Probabilistic Fusion and Calibration of Neural Speaker Diarization Models
Juan Ignacio Alvarez-Trejos, Sergio A. Balanya, Daniel Ramos, Alicia Lozano-Diez
TL;DR
This work addresses calibration and fusion of End-to-End Neural Diarization (EEND) outputs by introducing a probability-level framework that supports both multilabel and powerset representations. It demonstrates that joint calibration in powerset space, combined with Fuse-then-Calibrate and Dynamic Logits fusion, yields the best DER improvements on CallHome, while providing reliable confidence estimates for downstream use. The study systematically compares unsupervised and supervised fusion methods, analyzes the impact of probability-space choices, and reveals that calibration quality and task performance do not always align, underscoring the need for task-aware calibration objectives.
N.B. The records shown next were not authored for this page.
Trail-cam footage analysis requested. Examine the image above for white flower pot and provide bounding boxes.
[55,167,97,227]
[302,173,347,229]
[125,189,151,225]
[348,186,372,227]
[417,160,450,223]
Overall, the paper establishes best practices for probability-level fusion and calibration in neural diarization, enabling more accurate and uncertainty-aware multi-speaker segmentation beyond hard-decision approaches.
Abstract
End-to-End Neural Diarization (EEND) systems produce frame-level probabilistic speaker activity estimates, yet since evaluation focuses primarily on Diarization Error Rate (DER), the reliability and calibration of these confidence scores have been largely neglected. When fusing multiple diarization systems, DOVER-Lap remains the only established approach, operating at the segment level with hard decisions. We propose working with continuous probability outputs, which enables more sophisticated fusion and calibration techniques that can leverage model uncertainty and complementary strengths across different architectures. This paper presents the first comprehensive framework for calibrating and fusing EEND models at the probability level. We investigate two output formulations (multilabel and powerset representations) and their impact on calibration and fusion effectiveness. Through extensive experiments on the CallHome two-speaker benchmark, we demonstrate that proper calibration provides substantial improvements even for individual models (up to 19% relative DER reduction), in some cases mitigating the absence of domain adaptation. We reveal that joint calibration in powerset space consistently outperforms independent per-speaker calibration, that fusion substantially improves over individual models, and that the Fuse-then-Calibrate ordering generally outperforms both calibrating before fusion and uncalibrated fusion while requiring calibration of only a single combined model. Our best configuration outperforms DOVER-Lap in terms of DER while providing reliable confidence estimates essential for downstream applications. This work proposes best practices for probability-level fusion of EEND systems and demonstrates the advantages of leveraging soft outputs over hard decisions.